Tras el descanso –José Sagredo reemplazó a Jorge Flores por lesión– el visitante intentó adueñarse de la pelota, pero no pasó de ser un hecho fugaz. Bastó que los de Farías alcanzaran un segundo aire y las oportunidades, esta vez en la valla del sur, se sucedieron. Una de Arce, otra de Vaca, el despeje extremo de Ángel, y un estupendo remate de Saavedra, frente al que el meta se reivindicó, antecedieron al segundo tanto: cabezazo de Bejarano asistido luego de un servicio de esquina originado por el “Conejo”.
Una nueva salva ofensiva tendente a desarmar la resistencia de un oponente tosco que en términos globales apostó, a guisa de una doble línea en la que ubicó a nueve de sus componentes, a aguantar como tarea previa al teórico contragolpe, casi nunca traducido en realidad porque careció de sorpresa y resignó la velocidad.
Desde el cuarto de hora Venezuela no disimuló el agotamiento y los varios cambios que instruyó el entrenador Peseiro no modificaron el panorama, agudizado en gravedad porque las ideas constituyeron otro ítem de franco aplazo.
La estocada final –frentazo implacable de Martins, centro de Bejarano– representó la consecuencia de no ceder espacios, de ir por más y no confiar en la supremacía mínima. Luego, el goleador no consiguió gambetear al arquero y estirar todavía más el volumen numérico del anhelo concretado.
Emergió el temperamento. Rendimientos mayoritariamente parejos. Convicción para comprender la igualdad parcial como un accidente.
Bolivia supo muy pronto que enfrente tenía a un oponente penetrable e hizo del tiempo y la paciencia –también herramientas de desgaste– circunstancias provechosas.
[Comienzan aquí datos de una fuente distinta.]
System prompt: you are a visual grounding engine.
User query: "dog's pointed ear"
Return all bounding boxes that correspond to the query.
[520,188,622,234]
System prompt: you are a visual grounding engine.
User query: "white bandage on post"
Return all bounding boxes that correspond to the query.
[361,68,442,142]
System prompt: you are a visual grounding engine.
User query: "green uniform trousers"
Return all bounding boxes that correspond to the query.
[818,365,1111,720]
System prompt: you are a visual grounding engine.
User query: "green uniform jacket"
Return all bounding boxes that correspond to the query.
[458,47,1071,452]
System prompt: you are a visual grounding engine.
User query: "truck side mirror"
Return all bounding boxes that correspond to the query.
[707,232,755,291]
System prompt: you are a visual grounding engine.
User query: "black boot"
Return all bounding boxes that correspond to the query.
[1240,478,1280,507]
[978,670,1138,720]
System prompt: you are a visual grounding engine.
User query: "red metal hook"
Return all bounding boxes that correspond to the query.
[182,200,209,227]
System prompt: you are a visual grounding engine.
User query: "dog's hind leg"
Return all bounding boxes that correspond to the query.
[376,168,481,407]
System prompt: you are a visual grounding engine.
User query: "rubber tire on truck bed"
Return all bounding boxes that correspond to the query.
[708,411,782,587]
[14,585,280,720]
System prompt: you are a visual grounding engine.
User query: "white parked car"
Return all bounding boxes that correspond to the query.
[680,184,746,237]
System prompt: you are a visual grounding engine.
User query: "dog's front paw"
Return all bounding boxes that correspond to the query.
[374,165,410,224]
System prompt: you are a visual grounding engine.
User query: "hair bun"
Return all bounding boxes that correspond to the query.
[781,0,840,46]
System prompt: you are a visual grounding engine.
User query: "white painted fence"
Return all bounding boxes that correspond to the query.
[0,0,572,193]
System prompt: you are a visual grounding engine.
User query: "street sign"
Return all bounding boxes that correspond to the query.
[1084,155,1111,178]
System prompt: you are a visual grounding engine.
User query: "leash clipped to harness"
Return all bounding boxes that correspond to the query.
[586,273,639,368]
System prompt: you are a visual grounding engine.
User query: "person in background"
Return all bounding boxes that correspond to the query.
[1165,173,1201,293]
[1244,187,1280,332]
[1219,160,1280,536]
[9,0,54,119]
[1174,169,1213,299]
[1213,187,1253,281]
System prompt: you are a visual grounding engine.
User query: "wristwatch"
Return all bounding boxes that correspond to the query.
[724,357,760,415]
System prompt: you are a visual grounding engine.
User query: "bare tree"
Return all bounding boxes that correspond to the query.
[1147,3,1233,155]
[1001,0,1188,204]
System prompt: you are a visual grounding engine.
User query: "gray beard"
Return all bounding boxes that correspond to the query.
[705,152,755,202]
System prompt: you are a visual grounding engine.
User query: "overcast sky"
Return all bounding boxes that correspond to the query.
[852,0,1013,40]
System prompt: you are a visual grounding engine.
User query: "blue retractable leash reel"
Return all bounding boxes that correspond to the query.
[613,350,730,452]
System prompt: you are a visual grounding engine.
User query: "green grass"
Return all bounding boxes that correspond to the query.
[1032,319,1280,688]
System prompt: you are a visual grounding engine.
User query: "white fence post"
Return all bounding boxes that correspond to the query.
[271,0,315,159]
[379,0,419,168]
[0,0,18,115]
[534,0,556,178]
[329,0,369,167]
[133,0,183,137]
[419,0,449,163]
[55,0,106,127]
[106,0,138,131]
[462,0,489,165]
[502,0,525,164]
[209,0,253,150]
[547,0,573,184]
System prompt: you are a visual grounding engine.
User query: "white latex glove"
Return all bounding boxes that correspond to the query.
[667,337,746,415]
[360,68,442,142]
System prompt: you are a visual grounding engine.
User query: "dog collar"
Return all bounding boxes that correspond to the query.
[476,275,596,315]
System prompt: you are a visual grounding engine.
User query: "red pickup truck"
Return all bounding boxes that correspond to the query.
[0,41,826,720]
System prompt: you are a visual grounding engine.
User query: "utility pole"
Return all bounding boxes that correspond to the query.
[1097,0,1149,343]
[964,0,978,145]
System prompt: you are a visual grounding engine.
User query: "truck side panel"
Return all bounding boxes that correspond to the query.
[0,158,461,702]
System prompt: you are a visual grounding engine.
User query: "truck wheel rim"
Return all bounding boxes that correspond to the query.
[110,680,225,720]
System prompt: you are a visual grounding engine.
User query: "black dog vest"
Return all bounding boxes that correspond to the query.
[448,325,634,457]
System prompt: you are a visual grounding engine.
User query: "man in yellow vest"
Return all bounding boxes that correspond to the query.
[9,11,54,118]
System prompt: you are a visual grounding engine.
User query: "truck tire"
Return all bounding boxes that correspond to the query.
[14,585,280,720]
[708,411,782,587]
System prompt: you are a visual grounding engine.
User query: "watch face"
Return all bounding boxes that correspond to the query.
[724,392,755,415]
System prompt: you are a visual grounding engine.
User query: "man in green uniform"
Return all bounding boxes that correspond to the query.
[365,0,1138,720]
Lo esencial radicaba en el atesoramiento de los tres puntos y había que aglutinar virtudes tácticas, físicas y mentales, además de esfuerzo y solidaridad. El cotejo ofreció periodos de desequilibrio, se los capitalizó y marcaron diferencia. Lo colectivo, no sin orden, primó y la recompensa al fin resplandeció en Miraflores. Era hora. Era imprescindible.
Oscar Dorado Vega es periodista.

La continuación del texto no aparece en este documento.